For those who don’t know, Guided Chaos is a unique style of martial art that came about in 1978 after an ex-cop and homicide expert called John Perkins decided to create a more spontaneous martial art fighting style, sick of all the rigid techniques of more traditional schools of thought.
Basically, Guided Chaos prepares you for real violence by teaching adaptability and spontaneity when in a fight that helps you defend using natural principles of energy, movement, and physics. Although it was almost a rebellion against the strict rules of traditional martial arts, Perkins actually took a lot of inspiration from ancient principles that have been long forgotten, revived like a phoenix and taught in a way that would probably make the ancient masters turn in their ancient graves.
According to the Guided Chaos website, it is the simplest, most brutal method of fighting that you can master in just a few weeks, and the advanced methods help take you to the highest levels in the shortest of times, with more personal attention by trainers than any other system. The bold claims are disputed by some, but go to show how determined Guided Chaos is to bring people up to high-level fighting abilities for self-defense.
Guided Chaos is no-nonsense that quite literally handles chaos in a way that you have been guided in while at the gym. It is a fighting art based on the unpredictability of a real-world street fight.
One of the exercises they use is Contact Flow. A bit like push hands, it is a skill that is invaluable to the fight and is one that all fighters should develop, whether they follow Guided Chaos or not. Check out this video to learn more about Guided Chaos and their techniques, the guy explains it better than we could ever do!
Contact Flow is one of the skills they practice that resembles push hands although there is no “pattern.” You start very slowly and match the speed of your partner. Each of you tries to strike and defend, but by starting slowly, you learn just how out-of-balance you can become and how inefficient your movement can be. As you get better, you speed up, but as in any quality art, it takes a while to get better as you overcome bad habits.

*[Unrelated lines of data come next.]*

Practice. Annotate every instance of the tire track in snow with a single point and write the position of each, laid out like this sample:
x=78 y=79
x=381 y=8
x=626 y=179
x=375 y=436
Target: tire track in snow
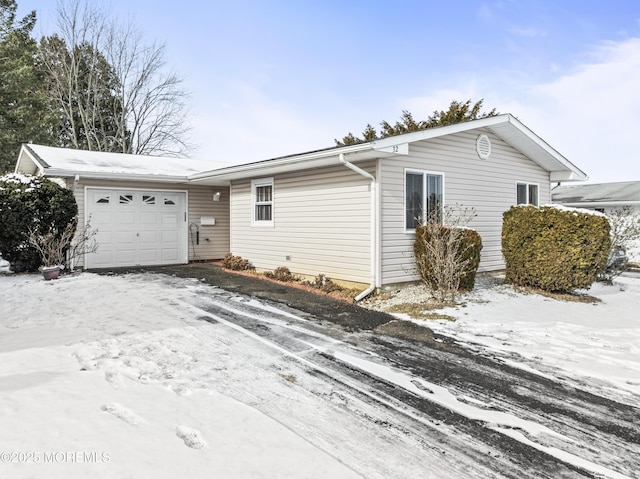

On the Guided Chaos website, they claim that it is a comprehensive and totally unique system of self-defense training that focuses on avoidance, spontaneity, and adaptability. It is street-tested and offers hand-to-hand combat training based on World War 2 combat methods taught to US troops too! “If you’ve already invested years in the martial arts, Guided Chaos is the grease that makes all your other training work better.”